Because of their student status, the pair could not directly administer care. Instead they developed a screening process, gleaning data such as blood-glucose levels, body-mass index and substance-abuse history, which they used to route patients to hospitals and specialists. For patients who hadn’t seen physicians in years, the screenings could prove revelatory. “Many people who come to the soup kitchen are either pre-diabetic or have advanced-stage diabetes and don’t even know it,” says Breuer.
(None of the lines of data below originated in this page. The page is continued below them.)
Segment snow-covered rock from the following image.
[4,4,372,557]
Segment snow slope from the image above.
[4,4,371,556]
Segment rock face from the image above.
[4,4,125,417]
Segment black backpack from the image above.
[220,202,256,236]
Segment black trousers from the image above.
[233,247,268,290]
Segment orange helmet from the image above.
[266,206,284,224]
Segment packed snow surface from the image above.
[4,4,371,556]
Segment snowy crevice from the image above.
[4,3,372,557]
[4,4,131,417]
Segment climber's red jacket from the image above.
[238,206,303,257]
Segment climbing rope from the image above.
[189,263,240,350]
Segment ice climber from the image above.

Breuer and Andrews quickly saw, however, that connecting patients with doctors wasn’t enough. Many patients did not know how to apply for Medicaid. Some could not read hospital forms. Others had no way of getting to the doctor. Seemingly minor challenges became insurmountable barriers.

Helping patients navigate logistical obstacles was, says Andrews, his and Breuer’s greatest contribution. Being students made them less intimidating, and it gave them more time to develop personal relationships. When a homeless man named Alan was tentatively diagnosed with lung cancer at the ER but had no way of getting to a pulmonologist, Breuer and Andrews picked him up at 5 a.m. and gave him a ride. (Alan’s tests were negative; in February he wrote to Andrews to say he’d gotten a new job and home.)

“We have all these systems to get this guy a $5,000 test,” Andrews says, “but we can’t get him a 30-minute car ride? There’s this term you hear a lot in medicine: ‘patient has poor compliance.’ Well, there are a lot of reasons for noncompliant patients.”

As success stories like Alan’s spread, other facilities began taking note of the clinic in the soup kitchen. Dartmouth-Hitchcock Medical Center donated exam tables. Medical supplies came from the nearby Good Neighbor Health Clinic. Valley Regional Hospital supplied flu shots. Students and nurse practitioners began pitching in hours.

Further growth, however, will be accomplished by other Dartmouth med students. Breuer and Andrews handed off the clinic’s reins this spring. For the next year, Andrews will hold a pathology fellowship at Dartmouth-Hitchcock, and Breuer will travel the country completing clinical rotations. Behind them, they leave a clinic that’s strong and growing stronger—and with them, they take valuable lessons. “It’s made me aware of the barriers patients face,” says Breuer: “Can they read? Can they write? Can they drive? The gaps to care can be very simple.”